Pagi ini, satu berita mencuri perhatian saya. Singkat tapi berat maknanya.
"OpenAI to help UAE develop one of world's biggest data centers."
(Bloomberg News via Reuters, 17 Mei 2025)
Saya membaca ulang judul itu, merenung sejenak, lalu membuka ChatGPT dan memulai percakapan. Bukan basa-basi. Ini topik besar, tentang kekuatan teknologi, arah masa depan, dan posisi negara-negara di percaturan digital global.
Saya Bertanya: Apa yang Sebenarnya Terjadi?

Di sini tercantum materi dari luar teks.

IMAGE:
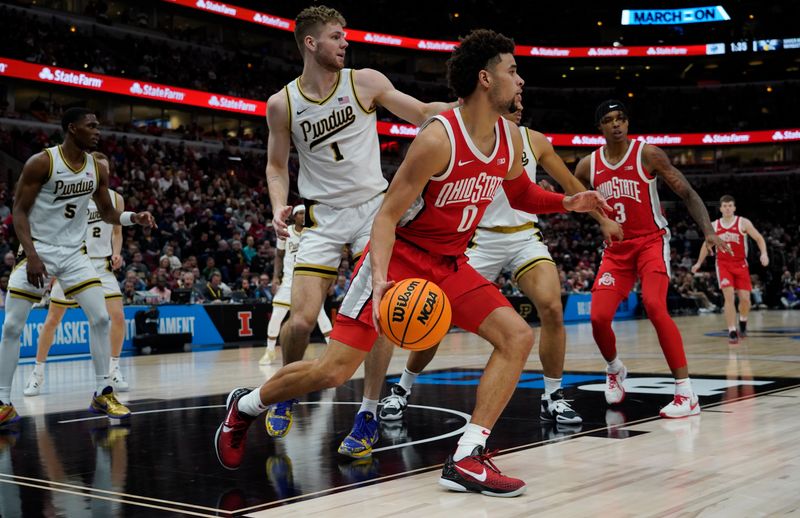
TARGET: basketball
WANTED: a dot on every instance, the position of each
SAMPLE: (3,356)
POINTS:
(415,314)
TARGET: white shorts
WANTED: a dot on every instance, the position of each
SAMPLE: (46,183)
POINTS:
(284,295)
(73,268)
(518,249)
(111,289)
(328,230)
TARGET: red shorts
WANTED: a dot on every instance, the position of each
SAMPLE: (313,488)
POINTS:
(471,296)
(625,261)
(734,275)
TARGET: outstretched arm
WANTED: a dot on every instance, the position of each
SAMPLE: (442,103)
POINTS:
(374,88)
(278,144)
(428,155)
(657,162)
(107,211)
(556,168)
(751,231)
(700,260)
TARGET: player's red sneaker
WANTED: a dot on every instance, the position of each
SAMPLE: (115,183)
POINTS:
(232,433)
(478,474)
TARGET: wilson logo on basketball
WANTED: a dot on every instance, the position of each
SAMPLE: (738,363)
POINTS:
(415,314)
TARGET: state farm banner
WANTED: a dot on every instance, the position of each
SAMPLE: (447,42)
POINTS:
(184,96)
(660,139)
(129,87)
(434,45)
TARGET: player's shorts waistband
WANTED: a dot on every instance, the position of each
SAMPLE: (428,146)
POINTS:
(510,230)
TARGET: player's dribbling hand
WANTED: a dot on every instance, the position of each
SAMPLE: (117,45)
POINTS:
(279,221)
(379,288)
(36,271)
(586,201)
(144,219)
(547,186)
(714,242)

ChatGPT menjawab cepat dan tenang, seperti biasa. Tapi kali ini jawabannya mengguncang kesadaran saya. Ini bukan sekadar kolaborasi biasa. OpenAI --- yang selama ini dikenal dengan teknologi AI canggihnya, terutama GPT yang telah saya gunakan dua tahun terakhir untuk berdiskusi berbagai hal, membantu saya menulis dengan lebih cepat, lebih memuaskan, dan membuat saya semakin produktif --- kini akan membantu Uni Emirat Arab membangun salah satu pusat data terbesar di dunia.
Saya terdiam sejenak. Bukan hanya soal besar-besaran data center. Ini soal arah dunia. Dan UEA, negeri kecil di teluk Arab yang dulunya hanya padang pasir, kini kembali menjadi pionir --- kali ini di puncak gelombang AI global.

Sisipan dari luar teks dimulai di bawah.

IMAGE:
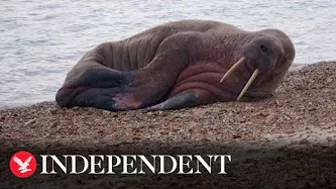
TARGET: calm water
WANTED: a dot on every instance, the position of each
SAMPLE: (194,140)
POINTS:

Saya Makin Penasaran: Negara Lain, Bagaimana?
Saya tanya ke ChatGPT, "Negara mana saja yang juga bekerja sama dengan OpenAI?"

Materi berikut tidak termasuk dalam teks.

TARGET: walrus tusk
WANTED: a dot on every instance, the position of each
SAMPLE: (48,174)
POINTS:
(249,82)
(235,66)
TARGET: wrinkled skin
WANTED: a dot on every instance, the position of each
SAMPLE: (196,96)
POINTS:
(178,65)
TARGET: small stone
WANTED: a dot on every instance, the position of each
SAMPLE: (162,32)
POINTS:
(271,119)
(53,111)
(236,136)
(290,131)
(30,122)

Jawabannya lugas: Belum ada negara lain yang bekerja sama dengan OpenAI dalam skala dan bentuk seperti UEA.
Negara seperti Jepang? Ya, ada kolaborasi teknologi. Inggris? Terlibat dalam diskusi soal keamanan AI. Amerika Serikat? Tentu saja, karena OpenAI berbasis di sana. Tapi semuanya lebih ke akses teknologi, bukan membangun pusat kendali infrastruktur AI yang fisik, nyata, dan jangka panjang.
UEA adalah yang pertama. Yang benar-benar membangun pusat data bersama OpenAI. Saya makin kagum --- dan makin gelisah.